Çin yönetiminin, 1949 yılından bu yana hakimiyeti altında tuttuğu Doğu Türkistan'da Müslüman halka karşı uyguladığı baskı ve tutuklamaları korona salgını bile önleyemedi.
Ajanslara düşen haber ve videolarda korona salgınından büyük darbe alan Çin yönetiminin, son günlerde Doğu Türkistan şehirlerinde düzenlediği operasyonlarda güvenlik kuvvetlerinin sivil halka karşı uyguladığı baskı ve tutuklamalar büyük tepki topluyor.
Güvenlik kuvvetlerinin kendilerini direnen sivil halkı yere yatırarak, zorla kelepçelediği ve toplama kamplarına sürdüğü bildirildi.
Birleşmiş Milletler Irk Ayrımcılığının Ortadan Kaldırılması Komitesi ise, Cenevre'de yaptığı açıklamada, "Bir milyona yakın Uygur, kitlesel olarak gizli bir şekilde toplama kamplarını andıran yerlerde zor şartlar altında tutuluyor." ifadelerine yer vermişti.
Çin uzun süre varlığını reddettiği toplama kamplarını daha sonra kabul etmiş ve buraların 'aşırılığa bulaşan kişilerin rehabilitasyonu' için topluma entegre ve meslek edindirme kursu olduğunu öne sürmüştü.
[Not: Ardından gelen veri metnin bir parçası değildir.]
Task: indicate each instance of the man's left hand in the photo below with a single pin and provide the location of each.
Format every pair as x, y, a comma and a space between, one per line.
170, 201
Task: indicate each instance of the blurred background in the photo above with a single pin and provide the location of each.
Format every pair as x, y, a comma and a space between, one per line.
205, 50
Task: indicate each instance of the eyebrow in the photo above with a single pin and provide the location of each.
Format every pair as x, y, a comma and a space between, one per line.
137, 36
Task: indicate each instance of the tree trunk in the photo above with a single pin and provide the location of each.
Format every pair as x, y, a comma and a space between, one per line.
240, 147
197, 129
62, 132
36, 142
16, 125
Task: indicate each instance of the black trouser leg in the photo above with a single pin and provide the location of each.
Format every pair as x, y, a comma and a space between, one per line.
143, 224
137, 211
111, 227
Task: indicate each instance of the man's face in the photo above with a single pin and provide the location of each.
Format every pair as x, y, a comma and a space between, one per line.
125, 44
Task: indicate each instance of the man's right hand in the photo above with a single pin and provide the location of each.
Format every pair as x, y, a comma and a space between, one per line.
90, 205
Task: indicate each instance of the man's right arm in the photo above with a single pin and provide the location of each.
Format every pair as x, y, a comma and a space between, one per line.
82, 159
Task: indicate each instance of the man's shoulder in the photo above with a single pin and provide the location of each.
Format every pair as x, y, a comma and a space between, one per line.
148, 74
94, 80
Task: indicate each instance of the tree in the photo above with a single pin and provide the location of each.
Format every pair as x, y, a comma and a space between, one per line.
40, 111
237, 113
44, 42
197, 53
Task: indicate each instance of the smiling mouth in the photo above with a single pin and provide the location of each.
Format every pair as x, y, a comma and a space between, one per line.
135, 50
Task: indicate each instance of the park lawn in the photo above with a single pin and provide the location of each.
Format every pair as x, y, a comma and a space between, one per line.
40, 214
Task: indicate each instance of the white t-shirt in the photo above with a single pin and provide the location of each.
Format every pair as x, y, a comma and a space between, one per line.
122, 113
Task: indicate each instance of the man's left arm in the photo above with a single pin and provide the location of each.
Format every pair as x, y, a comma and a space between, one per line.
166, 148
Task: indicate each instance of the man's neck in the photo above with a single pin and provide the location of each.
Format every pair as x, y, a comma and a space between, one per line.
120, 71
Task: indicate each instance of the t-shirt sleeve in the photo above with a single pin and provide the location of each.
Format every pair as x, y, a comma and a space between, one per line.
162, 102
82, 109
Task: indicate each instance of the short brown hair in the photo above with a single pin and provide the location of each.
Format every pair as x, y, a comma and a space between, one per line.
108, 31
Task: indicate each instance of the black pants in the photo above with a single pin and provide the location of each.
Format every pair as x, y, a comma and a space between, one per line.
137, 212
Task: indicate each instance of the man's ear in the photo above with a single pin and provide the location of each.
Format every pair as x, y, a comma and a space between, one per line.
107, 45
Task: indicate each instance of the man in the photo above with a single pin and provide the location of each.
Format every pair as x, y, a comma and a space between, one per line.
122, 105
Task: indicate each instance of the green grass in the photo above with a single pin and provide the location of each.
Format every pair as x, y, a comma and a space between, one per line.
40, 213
Ancak kamplara alındıktan sonra yurt dışına kaçmayı başaran Uygur Türkleri, söz konusu kamplarda her gün saatlerce Çin Komünist Partisi'nin propagandasının yapıldığını, sık sık işkence gördüklerini ve kamplara alınanlardan bazılarının da gözden kaybolduğunu dile getiriyor.
Öte yandan Doğu Türkistan Milli Meclisi Başkanı Seyit Tümtürk ise, euronews'e verdiği mülakatta, "Doğu Türkistan'da 35 milyon kişi açık hava hapishanesinde, işgal altında yaşıyor. Çin, fikri ıslahat adı altında 5 milyon Uygur'u cezaevlerinden çok daha ağır şartlardaki toplama kamplarında tutuyor. Uygurlar zulüm altında yaşamaya çalışıyor. Bir kısmı da sorgusuz sualsiz işkence ile öldürülüyor." demişti.